Machine learning is about learning some properties of a data set and then testing those properties against another data set. A common practice in machine learning is to evaluate an algorithm by splitting a data set into two. We call one of those sets the training set, on which we learn some properties; we call the other set the testing set, on which we test the learned properties.
Scikit-learn is a machine learning library built on top of SciPy that supports supervised and unsupervised learning. It also provides various tools for model fitting, data preprocessing, model selection, model evaluation, and many other utilities. It’s accessible to everyone, and reusable in various contexts.
This is free and open source software.
To avoid polluting your system, we recommend installing scikit-learn with Anaconda, a distribution of the Python and R programming languages for scientific computing, that aims to simplify package management and deployment.

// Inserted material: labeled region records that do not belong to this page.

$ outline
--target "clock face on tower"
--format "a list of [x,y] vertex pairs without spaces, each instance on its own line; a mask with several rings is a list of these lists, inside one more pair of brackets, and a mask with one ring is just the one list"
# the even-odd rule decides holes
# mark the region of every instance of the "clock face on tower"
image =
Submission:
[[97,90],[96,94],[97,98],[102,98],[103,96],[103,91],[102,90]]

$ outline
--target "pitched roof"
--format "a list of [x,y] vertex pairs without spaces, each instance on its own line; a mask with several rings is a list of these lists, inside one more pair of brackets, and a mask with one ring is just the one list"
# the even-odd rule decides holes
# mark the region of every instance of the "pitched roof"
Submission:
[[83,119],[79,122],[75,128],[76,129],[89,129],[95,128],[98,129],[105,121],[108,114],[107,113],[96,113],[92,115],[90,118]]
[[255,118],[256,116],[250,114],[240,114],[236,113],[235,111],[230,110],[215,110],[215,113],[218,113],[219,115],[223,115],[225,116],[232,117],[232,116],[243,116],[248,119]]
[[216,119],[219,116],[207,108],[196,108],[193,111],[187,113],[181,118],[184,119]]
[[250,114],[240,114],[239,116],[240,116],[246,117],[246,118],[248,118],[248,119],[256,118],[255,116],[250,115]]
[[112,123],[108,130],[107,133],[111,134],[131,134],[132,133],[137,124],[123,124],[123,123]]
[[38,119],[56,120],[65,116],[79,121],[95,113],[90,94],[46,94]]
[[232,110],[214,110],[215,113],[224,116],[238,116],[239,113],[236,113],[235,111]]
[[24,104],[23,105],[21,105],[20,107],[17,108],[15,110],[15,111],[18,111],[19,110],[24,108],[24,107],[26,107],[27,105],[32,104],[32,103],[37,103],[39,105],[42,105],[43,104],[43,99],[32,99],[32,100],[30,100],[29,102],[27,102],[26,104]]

Download and install Anaconda using wget.
$ wget https://repo.anaconda.com/archive/Anaconda3-2022.10-Linux-x86_64.sh
Run the shell script:
$ bash Anaconda3-2022.10-Linux-x86_64.sh
You’ll be asked to accept Anaconda’s license and whether to initialize Anaconda3 by running conda init. For changes to take effect, close and re-open your current shell.
Create a conda environment, and activate it.
$ conda create --name scikit-learn
$ conda activate scikit-learn
Now we install scikit-learn into our conda environment with the command:
$ pip install -U scikit-learn
This installed joblib-1.2.0, scikit-learn-1.2.1, and threadpoolctl-3.1.0 in our conda environment.
There are packages for popular distros. For example, in Debian/Ubuntu scikit-learn can be installed with the command:
$ sudo apt-get install python3-sklearn python3-sklearn-lib python3-sklearn-doc
scikit-learn has many dependencies which are detailed on the project’s website.